I love the opening chunk of brief bass dominance, which then reappears from time to time on Grinding Wheels Of Ophanim. The vocals take on a greater variance, too. Again, it’s a track that is, at times, insanely complex from a technical perspective. The ebbs, builds and pauses work to dramatic effect. The slower passages are darker and more haunting, and the midpoint leadwork is beautifully haunting also.

I love The Sun Gave Me Ashes So I Sought Out The Moon, just for the title alone. The fact that the music is superb is even better. It’s one of those tracks that starts off quiet, thin and distant, rushing towards you with full force. But this is one of the most complex waves of riffs I’ve ever been hit by. Crammed again with dramatically complex technical elements, the scale between ebbs and builds is both dramatic and impressive.

Into The Crystalline Crypts is hauntingly convoluted in the most technical and sublime manner imaginable yet still packing a punch. With superb bass lines, protracted gargling vocal snarls and repeated bursts of soaring leadwork, it is a superb track.

A Sorrow-Filled Moon is reflective and somewhat haunting to open. Much of this reflective, haunting quality continues across the duration of the track. With superb soaring leads, a sublime bass undercurrent and pummelling complex drum patterns, the vocals add extra punch and impact to another complex composition.

The first single released from this album, The Agony Seeping Storm, is even more fascinatingly unconventional than the predecessors. Soaring, mind-blowingly complex, and engagingly up-tempo, I love the slightly fuzzy edge on the leadwork that soars insanely. The riffs are stunningly complex, and the bass lines are downright sexy.
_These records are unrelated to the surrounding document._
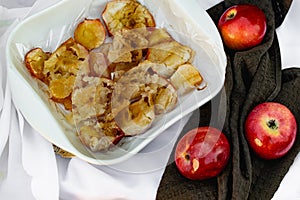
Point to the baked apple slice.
(98, 138)
(34, 61)
(186, 78)
(90, 33)
(66, 60)
(172, 54)
(139, 95)
(158, 35)
(92, 113)
(126, 14)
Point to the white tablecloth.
(29, 169)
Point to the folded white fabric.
(29, 169)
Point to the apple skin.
(242, 26)
(202, 153)
(270, 129)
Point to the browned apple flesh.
(34, 61)
(158, 35)
(62, 67)
(172, 54)
(92, 113)
(139, 95)
(186, 78)
(126, 14)
(90, 33)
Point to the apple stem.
(187, 157)
(231, 14)
(272, 124)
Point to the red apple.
(270, 130)
(202, 153)
(242, 26)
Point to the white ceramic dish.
(54, 25)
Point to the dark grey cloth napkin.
(252, 77)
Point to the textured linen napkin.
(252, 77)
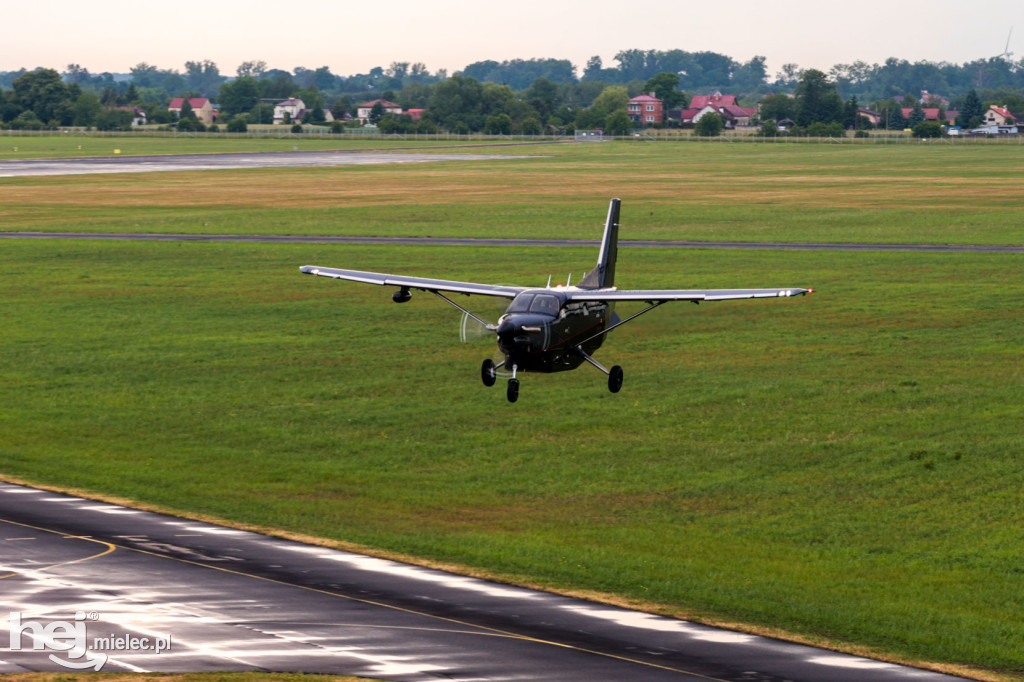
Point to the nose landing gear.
(513, 390)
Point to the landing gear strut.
(615, 379)
(488, 372)
(614, 374)
(513, 391)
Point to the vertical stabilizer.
(603, 275)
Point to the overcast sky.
(353, 37)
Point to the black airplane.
(553, 329)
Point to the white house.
(293, 108)
(364, 111)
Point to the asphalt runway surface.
(94, 586)
(195, 162)
(499, 242)
(154, 593)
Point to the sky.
(352, 38)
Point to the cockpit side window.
(545, 304)
(521, 303)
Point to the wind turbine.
(1006, 53)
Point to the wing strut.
(615, 326)
(488, 326)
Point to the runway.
(509, 242)
(130, 582)
(198, 162)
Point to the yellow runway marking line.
(494, 632)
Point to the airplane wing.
(415, 283)
(683, 294)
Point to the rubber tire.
(488, 375)
(615, 379)
(513, 392)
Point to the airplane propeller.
(471, 329)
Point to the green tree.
(710, 125)
(973, 112)
(239, 96)
(665, 86)
(87, 108)
(377, 113)
(45, 94)
(916, 116)
(529, 126)
(203, 77)
(114, 119)
(543, 97)
(617, 123)
(611, 98)
(778, 108)
(768, 128)
(186, 114)
(817, 100)
(896, 119)
(851, 113)
(499, 124)
(457, 100)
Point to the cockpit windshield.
(541, 303)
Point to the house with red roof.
(646, 110)
(363, 112)
(202, 108)
(931, 114)
(716, 98)
(999, 116)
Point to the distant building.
(998, 116)
(202, 108)
(364, 111)
(137, 115)
(716, 98)
(875, 118)
(289, 111)
(931, 114)
(646, 110)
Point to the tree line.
(520, 95)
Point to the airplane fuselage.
(542, 331)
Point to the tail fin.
(603, 275)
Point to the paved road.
(458, 241)
(220, 599)
(194, 162)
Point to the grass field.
(844, 468)
(760, 193)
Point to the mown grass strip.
(842, 466)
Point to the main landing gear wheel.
(615, 379)
(488, 373)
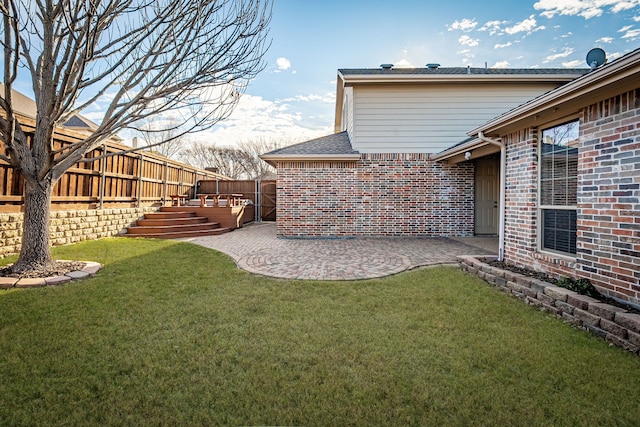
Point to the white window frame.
(541, 207)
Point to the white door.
(487, 196)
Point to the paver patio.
(257, 248)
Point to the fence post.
(165, 183)
(139, 189)
(258, 202)
(103, 177)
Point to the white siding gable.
(410, 118)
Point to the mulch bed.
(58, 268)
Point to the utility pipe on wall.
(503, 184)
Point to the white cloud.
(501, 64)
(526, 25)
(629, 32)
(465, 25)
(283, 64)
(468, 41)
(493, 27)
(502, 46)
(289, 120)
(586, 8)
(565, 53)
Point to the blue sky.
(293, 98)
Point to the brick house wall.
(608, 236)
(609, 196)
(380, 195)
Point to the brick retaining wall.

The final and longest piece, The Forever Rot, references Hermes Trismegistus’ Emerald Tablet and later Carl Jung’s philosophies on the death of ego and its relation to drug use. This is hugely and engagingly contrasting in content musically. Building from the distance as it opens with clean reflective guitars, it morphs into a heady meld of large swathes of punishingly punchy and complex riff work and brief, quieter reflective passages that turn hauntingly quirky towards the close. The vocals are growling and snarling throughout, with impactful emphasis. The soaring leadwork is once again sublime.

Moon Healer is a brilliantly thought-out composition and a magnificent listen end to end. It is a grippingly engaging, and technically excellent offering you will want to listen to over and over again.